An object with progressive layout can have different initial stripe count (1, 2, 4...)
Each object shard stores a split version in VOS
- The initial value of split version is 0
- Split version is increased by 1 while a shard is split
- Hash range hosted by the shard can be computed out by the current split version
- The client stack always starts I/O based on the initial stripe count of object
  - When the hashed dkey of the I/O request lands in the rash range, then this shard can handle this I/O, otherwise it should return the split version and reject the I/O
  - Client should retry the I/O when it's rejected
  - Client can cache the split version of each object shard
A shard starts to split when number of keys within the shard reach the threshold, each shard can split independently
Shard splitting is similar with rebuild: the new shard should pull data from the original shard

Layout change process

As described in previous section, a object shard can start to split independently when the number of dkeys hosted by this shard reach the threshold:

The shard sends the its ID to a new target selected by algorithm
The shard should modify its split version and flag itself as in "splitting" state
The new shard should set itself as "constructing" and pull data from the original shard
DAOS client should update to both new and old shard (even for those keys are not hosted by the old shard)
DAOS client should always fetch from the old shard if it is still in splitting.
After pulling everything, the new shard should notify the old shard to exit from "splitting"
- The old shard should reject future I/Os for the key range split out.
- The old shard should remove all keys belonging to the split key range.
The new shard should also quit from "constructing" then it's fully functional for I/O.

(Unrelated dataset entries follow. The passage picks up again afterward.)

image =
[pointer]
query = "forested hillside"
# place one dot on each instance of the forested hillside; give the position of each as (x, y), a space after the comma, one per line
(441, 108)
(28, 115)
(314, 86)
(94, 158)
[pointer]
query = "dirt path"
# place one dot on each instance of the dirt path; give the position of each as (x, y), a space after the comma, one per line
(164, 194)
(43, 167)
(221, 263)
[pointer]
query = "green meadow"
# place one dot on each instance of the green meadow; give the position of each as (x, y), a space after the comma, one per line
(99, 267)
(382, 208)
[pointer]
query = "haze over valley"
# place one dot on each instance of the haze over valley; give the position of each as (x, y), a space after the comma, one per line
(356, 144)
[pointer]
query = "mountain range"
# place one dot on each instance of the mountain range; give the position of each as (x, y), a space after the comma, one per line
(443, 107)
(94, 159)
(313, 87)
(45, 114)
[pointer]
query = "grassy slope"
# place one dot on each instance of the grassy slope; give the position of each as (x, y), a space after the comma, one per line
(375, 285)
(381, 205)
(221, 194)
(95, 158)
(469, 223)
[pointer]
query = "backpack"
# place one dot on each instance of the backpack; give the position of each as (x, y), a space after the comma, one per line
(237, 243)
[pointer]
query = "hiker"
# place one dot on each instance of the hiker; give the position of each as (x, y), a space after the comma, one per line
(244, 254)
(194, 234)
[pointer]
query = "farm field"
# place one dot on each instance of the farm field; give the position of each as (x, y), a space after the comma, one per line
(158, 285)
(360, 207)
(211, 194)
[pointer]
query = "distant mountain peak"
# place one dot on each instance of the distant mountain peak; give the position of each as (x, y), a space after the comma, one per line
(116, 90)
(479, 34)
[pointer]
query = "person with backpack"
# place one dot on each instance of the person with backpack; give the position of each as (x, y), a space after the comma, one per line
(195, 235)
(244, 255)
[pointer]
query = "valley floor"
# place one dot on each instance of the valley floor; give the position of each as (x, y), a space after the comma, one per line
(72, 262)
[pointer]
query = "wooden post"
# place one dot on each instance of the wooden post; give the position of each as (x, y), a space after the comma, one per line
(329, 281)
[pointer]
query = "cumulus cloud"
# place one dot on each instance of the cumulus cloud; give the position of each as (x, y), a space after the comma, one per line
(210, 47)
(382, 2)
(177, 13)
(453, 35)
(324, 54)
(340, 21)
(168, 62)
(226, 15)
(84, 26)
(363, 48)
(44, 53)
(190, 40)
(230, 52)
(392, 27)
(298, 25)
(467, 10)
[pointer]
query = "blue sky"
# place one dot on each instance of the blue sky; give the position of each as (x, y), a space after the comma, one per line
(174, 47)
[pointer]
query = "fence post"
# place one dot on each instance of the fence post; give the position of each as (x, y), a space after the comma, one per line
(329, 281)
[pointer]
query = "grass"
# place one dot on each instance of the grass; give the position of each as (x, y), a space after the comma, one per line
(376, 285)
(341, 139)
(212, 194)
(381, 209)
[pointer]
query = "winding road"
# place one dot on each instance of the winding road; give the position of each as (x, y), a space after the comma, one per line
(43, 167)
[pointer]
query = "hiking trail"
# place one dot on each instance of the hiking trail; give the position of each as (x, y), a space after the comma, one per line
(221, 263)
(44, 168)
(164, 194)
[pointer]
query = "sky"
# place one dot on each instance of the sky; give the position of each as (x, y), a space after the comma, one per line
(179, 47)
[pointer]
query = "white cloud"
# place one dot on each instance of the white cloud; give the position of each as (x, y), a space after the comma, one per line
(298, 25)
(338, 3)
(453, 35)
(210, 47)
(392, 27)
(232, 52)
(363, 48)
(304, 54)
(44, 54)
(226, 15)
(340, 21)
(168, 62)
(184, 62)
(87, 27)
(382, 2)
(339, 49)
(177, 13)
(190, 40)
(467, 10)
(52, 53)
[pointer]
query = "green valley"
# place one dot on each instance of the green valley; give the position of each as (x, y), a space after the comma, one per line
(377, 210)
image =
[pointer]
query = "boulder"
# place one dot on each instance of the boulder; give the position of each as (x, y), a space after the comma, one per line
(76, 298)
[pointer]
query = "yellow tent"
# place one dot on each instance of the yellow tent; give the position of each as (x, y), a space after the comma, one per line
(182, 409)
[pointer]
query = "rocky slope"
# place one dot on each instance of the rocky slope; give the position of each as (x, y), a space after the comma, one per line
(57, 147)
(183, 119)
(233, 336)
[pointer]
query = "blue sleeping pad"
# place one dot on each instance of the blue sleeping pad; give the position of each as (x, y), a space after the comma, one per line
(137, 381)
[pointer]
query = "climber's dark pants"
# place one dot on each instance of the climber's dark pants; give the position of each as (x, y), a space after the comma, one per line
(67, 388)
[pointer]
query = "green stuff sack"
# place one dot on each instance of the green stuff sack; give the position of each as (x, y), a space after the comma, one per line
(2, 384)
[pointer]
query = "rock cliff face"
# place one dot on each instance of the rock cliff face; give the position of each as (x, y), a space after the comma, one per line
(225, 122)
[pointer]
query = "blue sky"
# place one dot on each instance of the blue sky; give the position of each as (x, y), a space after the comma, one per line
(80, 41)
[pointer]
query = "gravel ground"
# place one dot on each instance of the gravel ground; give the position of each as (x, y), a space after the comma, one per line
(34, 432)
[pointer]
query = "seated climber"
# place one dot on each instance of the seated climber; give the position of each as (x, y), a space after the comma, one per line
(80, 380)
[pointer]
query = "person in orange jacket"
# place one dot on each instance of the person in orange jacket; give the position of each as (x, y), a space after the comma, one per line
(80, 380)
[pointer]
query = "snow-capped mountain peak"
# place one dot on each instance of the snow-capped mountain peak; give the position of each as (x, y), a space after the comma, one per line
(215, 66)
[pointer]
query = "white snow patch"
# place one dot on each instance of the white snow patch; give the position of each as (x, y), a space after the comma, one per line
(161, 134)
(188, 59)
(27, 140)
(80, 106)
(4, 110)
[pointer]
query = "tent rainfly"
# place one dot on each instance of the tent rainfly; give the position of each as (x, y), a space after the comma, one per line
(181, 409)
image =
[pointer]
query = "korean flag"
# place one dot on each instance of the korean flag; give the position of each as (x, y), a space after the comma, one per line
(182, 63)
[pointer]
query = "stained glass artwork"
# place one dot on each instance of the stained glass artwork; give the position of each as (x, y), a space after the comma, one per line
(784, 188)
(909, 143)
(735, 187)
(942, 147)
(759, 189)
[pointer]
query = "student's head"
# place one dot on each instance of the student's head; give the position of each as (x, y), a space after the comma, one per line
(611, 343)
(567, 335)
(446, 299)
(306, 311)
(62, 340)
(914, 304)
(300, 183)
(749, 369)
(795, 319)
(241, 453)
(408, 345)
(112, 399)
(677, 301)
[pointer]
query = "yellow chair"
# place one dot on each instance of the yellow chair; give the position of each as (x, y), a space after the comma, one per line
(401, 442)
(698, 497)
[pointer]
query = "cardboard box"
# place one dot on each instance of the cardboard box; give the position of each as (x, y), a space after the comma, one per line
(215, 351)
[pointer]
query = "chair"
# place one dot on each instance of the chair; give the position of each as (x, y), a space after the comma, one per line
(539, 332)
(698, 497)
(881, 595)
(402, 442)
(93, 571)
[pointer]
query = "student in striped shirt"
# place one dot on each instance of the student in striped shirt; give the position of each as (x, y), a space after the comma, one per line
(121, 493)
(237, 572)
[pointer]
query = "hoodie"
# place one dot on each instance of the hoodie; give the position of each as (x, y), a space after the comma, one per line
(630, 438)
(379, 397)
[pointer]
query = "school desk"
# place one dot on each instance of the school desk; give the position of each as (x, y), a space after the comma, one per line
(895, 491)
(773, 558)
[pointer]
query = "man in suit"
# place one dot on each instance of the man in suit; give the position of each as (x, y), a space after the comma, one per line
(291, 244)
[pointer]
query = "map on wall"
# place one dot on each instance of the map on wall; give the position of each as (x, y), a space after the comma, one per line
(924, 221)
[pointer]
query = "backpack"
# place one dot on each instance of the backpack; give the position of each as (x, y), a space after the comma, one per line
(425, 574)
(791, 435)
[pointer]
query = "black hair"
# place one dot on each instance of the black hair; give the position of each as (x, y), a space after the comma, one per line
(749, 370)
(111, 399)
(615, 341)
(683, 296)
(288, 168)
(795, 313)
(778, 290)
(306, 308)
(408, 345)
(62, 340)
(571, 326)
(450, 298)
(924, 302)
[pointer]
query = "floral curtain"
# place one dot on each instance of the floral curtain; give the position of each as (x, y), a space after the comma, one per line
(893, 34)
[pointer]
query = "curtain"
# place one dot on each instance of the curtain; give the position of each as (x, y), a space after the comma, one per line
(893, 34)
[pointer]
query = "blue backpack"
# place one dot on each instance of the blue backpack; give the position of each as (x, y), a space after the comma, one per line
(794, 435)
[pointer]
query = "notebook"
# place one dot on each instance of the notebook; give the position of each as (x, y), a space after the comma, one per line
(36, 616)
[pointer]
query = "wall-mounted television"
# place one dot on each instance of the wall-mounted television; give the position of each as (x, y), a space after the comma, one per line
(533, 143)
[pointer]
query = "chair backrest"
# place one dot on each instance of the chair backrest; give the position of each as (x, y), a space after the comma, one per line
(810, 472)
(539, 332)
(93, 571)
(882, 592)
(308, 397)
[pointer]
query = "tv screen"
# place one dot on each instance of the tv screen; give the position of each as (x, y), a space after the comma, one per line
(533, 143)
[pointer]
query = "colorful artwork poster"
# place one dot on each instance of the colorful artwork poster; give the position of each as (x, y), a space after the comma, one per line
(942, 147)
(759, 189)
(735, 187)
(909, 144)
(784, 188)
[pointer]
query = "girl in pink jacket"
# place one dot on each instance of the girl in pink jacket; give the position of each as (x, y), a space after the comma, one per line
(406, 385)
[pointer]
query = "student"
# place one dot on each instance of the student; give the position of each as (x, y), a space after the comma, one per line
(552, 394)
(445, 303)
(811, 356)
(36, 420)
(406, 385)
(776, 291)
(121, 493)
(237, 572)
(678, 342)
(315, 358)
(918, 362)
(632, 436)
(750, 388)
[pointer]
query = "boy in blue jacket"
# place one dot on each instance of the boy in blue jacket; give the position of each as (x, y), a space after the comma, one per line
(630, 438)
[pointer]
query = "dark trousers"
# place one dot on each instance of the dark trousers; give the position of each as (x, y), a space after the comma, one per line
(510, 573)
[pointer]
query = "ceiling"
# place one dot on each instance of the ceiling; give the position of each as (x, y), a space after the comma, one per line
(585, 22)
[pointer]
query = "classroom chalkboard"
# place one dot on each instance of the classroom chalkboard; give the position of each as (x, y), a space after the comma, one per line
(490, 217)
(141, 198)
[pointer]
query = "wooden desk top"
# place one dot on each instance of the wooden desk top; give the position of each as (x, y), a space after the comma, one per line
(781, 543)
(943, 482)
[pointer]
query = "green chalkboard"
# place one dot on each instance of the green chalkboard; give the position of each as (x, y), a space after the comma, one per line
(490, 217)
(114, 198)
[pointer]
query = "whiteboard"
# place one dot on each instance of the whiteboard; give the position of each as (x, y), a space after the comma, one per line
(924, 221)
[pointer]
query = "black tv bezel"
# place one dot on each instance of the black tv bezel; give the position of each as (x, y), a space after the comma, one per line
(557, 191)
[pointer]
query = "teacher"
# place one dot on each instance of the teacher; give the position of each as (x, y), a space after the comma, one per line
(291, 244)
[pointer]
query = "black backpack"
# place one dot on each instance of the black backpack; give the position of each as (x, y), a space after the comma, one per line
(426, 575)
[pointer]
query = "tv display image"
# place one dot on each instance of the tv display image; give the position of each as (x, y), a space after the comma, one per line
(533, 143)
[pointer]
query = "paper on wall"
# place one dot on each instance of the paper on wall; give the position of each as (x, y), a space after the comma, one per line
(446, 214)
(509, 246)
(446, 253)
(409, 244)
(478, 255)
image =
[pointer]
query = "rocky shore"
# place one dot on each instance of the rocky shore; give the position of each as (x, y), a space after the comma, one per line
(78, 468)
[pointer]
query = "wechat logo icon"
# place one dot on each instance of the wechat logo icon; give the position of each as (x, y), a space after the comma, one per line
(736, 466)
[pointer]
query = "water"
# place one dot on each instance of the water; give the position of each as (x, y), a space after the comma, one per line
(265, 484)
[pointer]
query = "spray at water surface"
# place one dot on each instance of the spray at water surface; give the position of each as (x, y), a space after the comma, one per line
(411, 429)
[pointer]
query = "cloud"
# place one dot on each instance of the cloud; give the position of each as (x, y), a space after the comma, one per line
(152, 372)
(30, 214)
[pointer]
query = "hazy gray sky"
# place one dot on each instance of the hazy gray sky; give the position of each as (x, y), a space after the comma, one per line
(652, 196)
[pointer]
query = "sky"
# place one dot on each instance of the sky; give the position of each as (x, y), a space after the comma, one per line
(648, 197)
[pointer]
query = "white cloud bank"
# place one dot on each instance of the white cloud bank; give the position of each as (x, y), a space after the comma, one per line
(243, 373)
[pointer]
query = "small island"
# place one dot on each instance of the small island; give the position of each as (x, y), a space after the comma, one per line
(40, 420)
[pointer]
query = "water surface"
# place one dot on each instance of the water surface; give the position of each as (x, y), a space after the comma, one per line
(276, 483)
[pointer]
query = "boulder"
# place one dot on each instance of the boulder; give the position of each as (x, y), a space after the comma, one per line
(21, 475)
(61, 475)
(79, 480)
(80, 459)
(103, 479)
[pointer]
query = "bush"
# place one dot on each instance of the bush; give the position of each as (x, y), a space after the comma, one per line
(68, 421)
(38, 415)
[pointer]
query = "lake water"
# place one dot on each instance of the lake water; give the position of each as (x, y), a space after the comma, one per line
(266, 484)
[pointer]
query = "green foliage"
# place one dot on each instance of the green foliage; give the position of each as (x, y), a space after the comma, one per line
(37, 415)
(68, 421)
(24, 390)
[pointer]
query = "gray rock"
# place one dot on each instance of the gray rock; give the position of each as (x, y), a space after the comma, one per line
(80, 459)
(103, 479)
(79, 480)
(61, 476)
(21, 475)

Because splitting is independent, so the layout of object could be sparse. In this picture, the final layout of the object only has 4 shards, S[2, 4, 5, 6] are actually nonexistent (no replica in this diagram).

Locate a dkey

Assume caller wants to insert a new dkey, which is hashed to 0xE3

Because it's a object with progressive layout, so the client stack always send the first RPC to shard[0], if the destination shard does not host the key anymore (key range has been split), it should return its current split version. The client can compute out the new destination based on the returned split version, and try again.

Request to S[0] (range=[0, 0xFF], split=0)
- Reply rc=ENOENT, split=1
- Compute out two hash ranges based on the returned split value: [0, 0x7F], [0x80, 0xFF]
- 0xE3 lands in the second range

Request to S[1] (range=[0x80, 0xFF], split=1)
- Reply rc=ENOENT, split=2
- Compute out two hash ranges based on the new returned value: [0x80, 0xBF], [0xC0, 0xFF]
- 0xE3 lands in the second range

Request to S[3] (range=[0xC0, 0xFF], split=1)
- Reply rc=ENOENT, split=3
- Computes out two hash ranges based on the returned split: [0xC0, 0xDF], [0xE0, 0xFF]
- 0xE3 lands in the second range

Client sends request to S[7]
- Reply rc=0 (completed)

In the worst case, extra # RPCs = max(split). For example, an object has been split into 1024 shards, then it might takes 10 extra RPCs to find the key. But giving a good hash function should distribute keys evenly, so it is very likely all shards have the same split version most time, so the first RPC can return the right split version, and only 1 extra RPC is required.